Germaine regardait rouler ses «cannes» sans savoir quoi faire tandis que les automobiles détournaient autant Germaine que les boîtes de conserve, sans l'aider de quelque manière que ce soit. Des piétons déambulaient aussi dans la plus plate des indifférences, comme si cela ne les regardait pas.
Je me demande parfois si Germaine n'existait pas que pour tester le degré de mon humanité...
J'ai débarqué de mon vélo. J'ai enfilé mon masque. Puis j'ai ramassé les boîtes de conserve de Germaine l'une après l'autre. Et même qu'un monsieur d'origine latino-américaine m'a aidé pour ne pas me laisser sur l'impression qu'il n'y a que moi pour ne pas laisser tomber Germaine dans cette putain de ville.
J'ai laissé Germaine poursuivre sa route tant bien que mal avec son carosse. Puis j'ai fait mes emplettes.

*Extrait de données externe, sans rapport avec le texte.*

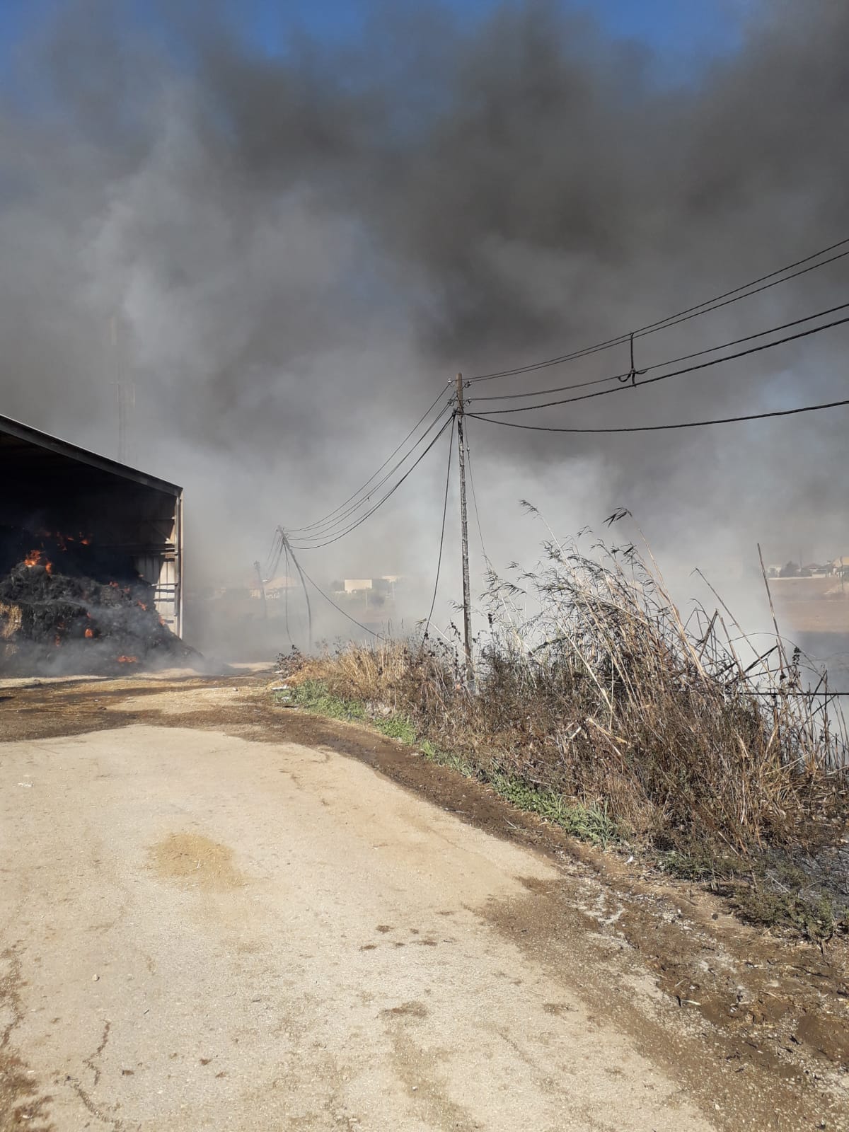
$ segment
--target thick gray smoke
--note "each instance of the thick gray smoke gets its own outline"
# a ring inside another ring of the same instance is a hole
[[[139,26],[129,6],[68,3],[7,78],[0,411],[114,454],[115,381],[131,384],[128,458],[186,486],[195,580],[247,577],[276,523],[335,506],[455,370],[620,333],[849,234],[844,5],[755,6],[737,50],[675,85],[568,7],[509,3],[473,27],[397,7],[357,42],[293,35],[272,57],[224,5]],[[846,263],[648,338],[637,365],[849,299]],[[846,342],[838,328],[535,419],[831,400]],[[611,351],[472,396],[624,366]],[[676,568],[743,575],[756,539],[769,559],[849,552],[847,421],[626,437],[472,422],[487,549],[535,554],[529,497],[560,531],[627,506]],[[431,575],[444,460],[440,445],[309,558],[314,576]]]

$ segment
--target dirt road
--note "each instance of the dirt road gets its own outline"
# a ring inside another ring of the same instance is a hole
[[[569,866],[311,721],[257,741],[225,681],[3,695],[3,1132],[849,1126],[672,1019],[615,910],[549,899]]]

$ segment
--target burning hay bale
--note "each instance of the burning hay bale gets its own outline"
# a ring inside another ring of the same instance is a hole
[[[83,538],[41,542],[0,576],[0,670],[111,672],[192,653],[129,559]],[[9,556],[7,544],[7,564]]]

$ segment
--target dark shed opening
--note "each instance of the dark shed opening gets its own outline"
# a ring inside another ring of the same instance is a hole
[[[182,488],[0,417],[0,529],[85,533],[128,555],[182,635]]]

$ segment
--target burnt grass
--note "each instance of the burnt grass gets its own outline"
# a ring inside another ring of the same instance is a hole
[[[153,585],[123,555],[45,537],[5,546],[0,671],[98,675],[190,653],[162,624]],[[9,557],[15,557],[9,565]]]
[[[414,744],[749,923],[849,932],[847,737],[823,675],[780,637],[746,654],[721,603],[685,623],[628,549],[599,563],[549,544],[523,588],[494,578],[473,687],[457,649],[411,638],[281,657],[282,696]],[[514,616],[529,597],[538,612]]]

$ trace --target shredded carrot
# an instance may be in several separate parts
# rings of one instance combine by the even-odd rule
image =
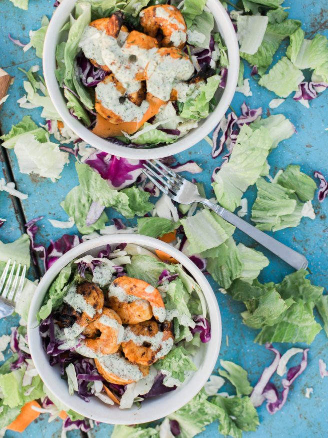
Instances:
[[[170,263],[178,263],[178,261],[177,260],[166,254],[166,252],[164,252],[159,249],[156,249],[155,252],[157,254],[157,256],[163,262],[168,261]]]
[[[28,426],[34,421],[40,414],[40,412],[32,409],[32,406],[40,407],[35,400],[29,401],[22,408],[20,413],[12,423],[7,426],[7,429],[14,432],[24,432]]]
[[[166,242],[166,243],[170,243],[171,242],[174,242],[176,237],[176,230],[172,231],[171,233],[166,233],[164,234],[162,237],[158,237],[159,240],[162,240],[162,242]]]
[[[113,394],[113,393],[112,392],[112,391],[110,391],[110,389],[108,389],[108,388],[107,387],[107,386],[105,386],[105,385],[104,385],[104,389],[106,391],[108,396],[110,397],[110,398],[112,400],[112,401],[114,402],[114,403],[116,403],[118,404],[120,404],[120,400],[118,398],[118,397],[116,396],[116,395],[115,395],[114,394]]]
[[[67,418],[67,413],[64,410],[61,410],[58,416],[61,418],[62,420],[66,420]]]

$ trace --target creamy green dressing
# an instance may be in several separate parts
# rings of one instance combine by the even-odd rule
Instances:
[[[131,363],[120,353],[106,354],[98,358],[98,360],[106,371],[114,374],[120,378],[136,381],[142,378],[139,367]]]

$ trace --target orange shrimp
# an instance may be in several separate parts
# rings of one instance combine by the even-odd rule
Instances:
[[[162,322],[166,316],[159,291],[146,281],[125,275],[116,278],[110,286],[108,302],[125,324],[146,321],[152,315]]]
[[[187,38],[187,27],[182,14],[171,5],[150,6],[140,13],[145,34],[157,38],[164,47],[182,49]]]

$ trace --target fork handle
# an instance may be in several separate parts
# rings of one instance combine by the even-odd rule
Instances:
[[[211,202],[206,202],[206,205],[227,222],[244,231],[295,269],[306,269],[308,267],[308,260],[302,254],[286,246],[222,207]]]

Quelques minutes plus tard, retournant vers la maison, je la vois devant un poste de L'arbre à livres. C'est une initiative communautaire, des livres laissés gratuitement à la disposition des gens sous un présentoir de plexiglass. S'y trouvait-il Les filles de Caleb ou bien le Tome XI des oeuvres de V.I. Lénine? Je ne saurais le dire. J'espère qu'elle y trouva quelque chose de substantiel puisque la bibliothèque municipale est hors d'usage depuis l'incendie du stationnement souterrain qui a enfumé livres et locaux.
Je la revis justement devant la bibliothèque Gatien-Lapointe, vers 14h00.
Elle était assise toute seule sur un banc dans le Parc Champlain, à côté de son carosse de broche rempli de je ne sais trop quoi.
Elle regardait la fontaine qui ne crachait pas encore ses eaux.
Le soleil piquait un tant soit peu les yeux de Germaine dont les cheveux avaient blanchis.
Germaine doit avoir à peu près mon âge. Peut-être 50 ans. Seule. Ou dans une maison d'hébergement. L'Archipel ou je ne sais quoi.
J'ai ressenti sa solitude. Elle me semblait plus immense que toutes les solitudes que je pouvais m'imaginer ou bien croiser autour de moi.
Il devait bien y avoir quelqu'un pour s'occuper d'elle, sinon elle-même le faisait tant bien que mal.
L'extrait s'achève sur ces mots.